Cricket began to shake.
Atropos retrieved a smaller vial from a pocket in her jacket and placed it in the light. Within, atop a cotton ball, were insects . . . no, not just insects. Crickets. Three or four of the dark bugs.
Oh, for the love of God! Cricket’s guts turned to water.
Carefully, Atropos unscrewed the lid and then, using a pair of tweezers, pulled one of the tiny pests from the jar. It struggled against the tight forceps, but it was no use. Adeptly Atropos retightened the lid, opened the milk jar, held the cricket over it for a heart-stopping second, then opened the tweezers and let the cricket fall.
Horrified, her gaze glued to the milk jar, Cricket watched the cricket land in the cobwebby pit, where it was stuck on a web.
It struggled but a second.
The spiders pounced.
With new terror, Cricket watched the spiders fight over the struggling insect, a large brown arachnid becoming the victor and piercing the cricket’s tiny body with deadly fangs.
Cricket recoiled in terror. Her heart was pounding. She wanted to throw up, but she was gagged in this macabre place with its broken bottles, dark corners and sick, sick inhabitant.
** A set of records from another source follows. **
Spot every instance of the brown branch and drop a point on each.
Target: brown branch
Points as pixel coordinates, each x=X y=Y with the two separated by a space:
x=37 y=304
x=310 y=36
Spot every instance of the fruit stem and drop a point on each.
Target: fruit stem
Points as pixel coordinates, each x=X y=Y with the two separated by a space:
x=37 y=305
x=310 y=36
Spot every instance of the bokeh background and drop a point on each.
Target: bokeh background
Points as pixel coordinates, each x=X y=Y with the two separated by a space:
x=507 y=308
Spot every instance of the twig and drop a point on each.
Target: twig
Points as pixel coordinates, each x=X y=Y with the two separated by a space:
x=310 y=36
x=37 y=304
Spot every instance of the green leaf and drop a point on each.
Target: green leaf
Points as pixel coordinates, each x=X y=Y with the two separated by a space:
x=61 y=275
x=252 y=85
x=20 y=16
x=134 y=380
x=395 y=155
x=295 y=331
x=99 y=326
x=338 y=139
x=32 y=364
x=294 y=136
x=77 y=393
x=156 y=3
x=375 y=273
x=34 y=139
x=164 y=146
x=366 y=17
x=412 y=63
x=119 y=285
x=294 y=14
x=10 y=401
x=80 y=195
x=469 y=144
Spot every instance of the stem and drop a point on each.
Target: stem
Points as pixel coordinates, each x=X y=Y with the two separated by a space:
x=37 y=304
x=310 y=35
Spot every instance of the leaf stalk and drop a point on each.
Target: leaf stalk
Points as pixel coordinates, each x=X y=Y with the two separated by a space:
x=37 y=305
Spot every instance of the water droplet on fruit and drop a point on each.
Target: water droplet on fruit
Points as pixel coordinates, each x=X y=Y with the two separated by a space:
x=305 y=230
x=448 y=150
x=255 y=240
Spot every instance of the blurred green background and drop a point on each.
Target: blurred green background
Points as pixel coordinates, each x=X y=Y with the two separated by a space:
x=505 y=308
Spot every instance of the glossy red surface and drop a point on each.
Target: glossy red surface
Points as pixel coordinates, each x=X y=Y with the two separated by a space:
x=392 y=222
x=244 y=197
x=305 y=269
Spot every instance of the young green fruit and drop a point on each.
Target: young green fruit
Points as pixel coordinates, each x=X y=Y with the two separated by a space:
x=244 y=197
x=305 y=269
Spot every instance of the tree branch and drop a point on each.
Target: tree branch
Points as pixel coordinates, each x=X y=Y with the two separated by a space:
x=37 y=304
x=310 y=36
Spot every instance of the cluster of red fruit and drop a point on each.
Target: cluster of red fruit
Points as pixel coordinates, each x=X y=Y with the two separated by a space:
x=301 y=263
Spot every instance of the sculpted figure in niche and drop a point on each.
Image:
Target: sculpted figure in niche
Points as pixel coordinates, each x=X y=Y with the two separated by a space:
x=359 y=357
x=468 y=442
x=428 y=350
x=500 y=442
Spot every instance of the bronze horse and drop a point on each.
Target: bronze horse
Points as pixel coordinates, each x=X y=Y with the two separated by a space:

“Mmmm. Not a pretty sight,” Atropos said as she tied a braided cord—red and black strands—around the neck of the milk jar, then rescrewed the lid. “Oh, well, show’s over. Now remember, ‘sleep tight and don’t let the bed bugs bite.’ ”
Atropos flipped off the flashlight and walked up stairs that creaked and moaned.
Cricket was
plunged into darkness once again.
With the jar of spiders only inches from her nose. She didn’t have to be a brain surgeon to guess what fate Atropos had decided for her. Tears filled her eyes; terror stole through her heart.
And, in the darkness nearby, the spiders waited.
Did you do it?
Did you try to murder Amanda?
The horrid voice in her head, sounding so much like Kelly’s, was at it again, pushing Caitlyn as she drove through the city streets. Distracting her so that she nearly ran a stoplight. She bit her lip, turned up the radio and switched on the headlights. It didn’t help. The damning voice couldn’t be sidetracked.
What about Josh? Did you kill him . . . it’s just so damned convenient that you can’t remember.
You dream about seeing Josh dead and slumped over his desk. So what about Amanda? Don’t you remember being in her garage? Running your fingers over the smooth finish of her little red sports car? Fingering the tiniest tear in the rag top?
Then there’s Berneda’s attack. The doctors are saying that she didn’t get her medication, that there was no trace of nitroglycerine in her body, though Lucille swears Berneda took her pill after the angina attack. You were there the other day. You helped say good night to her. You saw the bottle of nitroglycerine pills on the bedside table. You even touched the bottle when you reached for a tissue . . . did you do something else? Something you’ve tucked into one of those holes in your Swiss cheese of a brain? What kind of person would try to kill her own mother?
Heart in her throat, recriminations echoing through her mind, Caitlyn pulled into the small lot off the back alley. She looked up at the elegant old Victorian house that was now cut into private offices. From the car she found the windows of Adam Hunt’s office, the very rooms that Rebecca Wade had used. The third floor, near the roof line, with only the dormers of the attic above. It was near evening. She’d been at the hospital most of the day, but Adam had agreed to meet her after the scene at Oak Hill, and the shadows of the buildings and surrounding trees were lengthening, promising dusk and twilight.